Kegiatan ini merupakan tindak lanjut atas pemberian izin konsesi oleh Kementerian Perhubungan Republik Indonesia kepada Pelindo pada 6 Mei 2026 untuk penyediaan dan kegiatan pengusahaan kepelabuhanan di area konsesi Perairan Nipa.
Direktur Utama Pelindo, Achmad Muchtasyar, mengatakan pengoperasian NTAA menjadi langkah strategis dalam memperkuat posisi Indonesia di jalur pelayaran internasional, khususnya di kawasan Selat Malaka yang merupakan salah satu jalur perdagangan laut tersibuk di dunia.
“Selat Malaka merupakan salah satu jalur pelayaran utama dunia yang memiliki posisi sangat strategis dalam perdagangan global. Dengan lokasi geografis yang dimiliki Indonesia, sudah seharusnya kita mengambil peran yang lebih besar dalam ekosistem layanan maritim internasional, tidak hanya menjadi negara lintasan, tetapi juga menjadi penyedia layanan maritim yang kompetitif dan bernilai tambah,” ujar Achmad.

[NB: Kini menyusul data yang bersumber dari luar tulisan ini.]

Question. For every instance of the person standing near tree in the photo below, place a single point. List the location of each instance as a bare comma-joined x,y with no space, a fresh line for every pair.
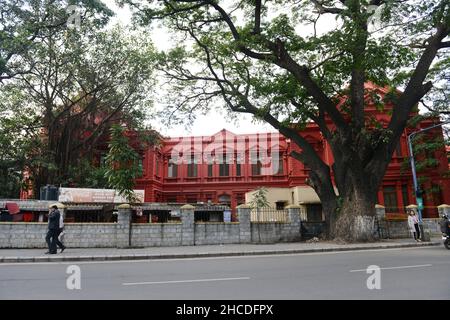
53,229
60,236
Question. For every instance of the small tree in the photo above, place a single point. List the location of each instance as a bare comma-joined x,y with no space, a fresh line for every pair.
123,164
260,198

Ia menjelaskan, Selat Malaka menjadi penghubung penting antara Samudra Hindia dan Laut China Selatan yang dilalui ribuan kapal internasional setiap tahunnya. Kondisi tersebut menjadikan kawasan tersebut berkembang sebagai pusat aktivitas layanan maritim internasional, termasuk layanan alih muat antar kapal atau ship to ship transfer (STS).
Menurutnya, pengembangan layanan di Perairan Nipa menjadi momentum penting bagi Indonesia untuk memperkuat kehadiran nasional di jalur perdagangan global sekaligus meningkatkan daya saing sektor maritim nasional.

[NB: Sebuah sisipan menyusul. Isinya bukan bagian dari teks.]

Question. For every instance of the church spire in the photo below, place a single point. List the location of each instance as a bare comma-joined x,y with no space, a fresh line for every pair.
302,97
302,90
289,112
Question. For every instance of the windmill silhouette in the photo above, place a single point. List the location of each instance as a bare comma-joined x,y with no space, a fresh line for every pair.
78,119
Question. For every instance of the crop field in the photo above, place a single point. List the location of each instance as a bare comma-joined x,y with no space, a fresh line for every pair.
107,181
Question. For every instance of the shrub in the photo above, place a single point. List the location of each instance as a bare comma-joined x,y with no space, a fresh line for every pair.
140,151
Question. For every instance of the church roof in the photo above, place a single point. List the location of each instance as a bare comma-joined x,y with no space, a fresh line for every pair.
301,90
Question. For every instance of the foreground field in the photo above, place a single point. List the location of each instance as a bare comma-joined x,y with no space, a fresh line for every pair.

“Pengembangan NTAA bukan sekadar pengembangan bisnis kepelabuhanan, tetapi juga bagian dari upaya memperkuat posisi Indonesia dalam rantai logistik dan perdagangan internasional. Kami berharap keberadaan layanan ini dapat memberikan nilai tambah ekonomi sekaligus memperkuat konektivitas maritim nasional,” lanjutnya.

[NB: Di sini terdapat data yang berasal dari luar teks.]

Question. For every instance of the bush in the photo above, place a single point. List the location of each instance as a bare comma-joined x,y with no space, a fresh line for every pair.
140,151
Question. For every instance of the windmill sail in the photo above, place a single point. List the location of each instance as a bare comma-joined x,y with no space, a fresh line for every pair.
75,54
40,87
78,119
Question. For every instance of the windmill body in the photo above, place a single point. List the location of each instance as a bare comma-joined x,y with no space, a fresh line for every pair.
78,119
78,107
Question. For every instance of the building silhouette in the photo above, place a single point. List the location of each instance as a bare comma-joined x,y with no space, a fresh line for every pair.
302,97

Layanan kepelabuhanan yang akan dioperasikan di kawasan tersebut meliputi layanan alih muat antar kapal atau Ship to Ship Transfer (STS), pelayanan kapal, hingga layanan floating storage. Pelindo juga akan mengembangkan fasilitas pendukung operasional sesuai standar keselamatan dan layanan internasional.
Achmad turut menyampaikan apresiasi kepada pemerintah dan seluruh pemangku kepentingan yang telah mendukung proses pengembangan NTAA hingga terlaksananya soft launching tersebut.
“Kami mengucapkan terima kasih atas dukungan dan kepercayaan yang diberikan oleh pemerintah serta seluruh stakeholder terkait. Ke depan, kami juga memohon dukungan dan kolaborasi seluruh pihak agar pengoperasian NTAA dapat berjalan dengan baik, aman, dan memberikan manfaat optimal bagi penguatan sektor maritim nasional,” Ungkapnya.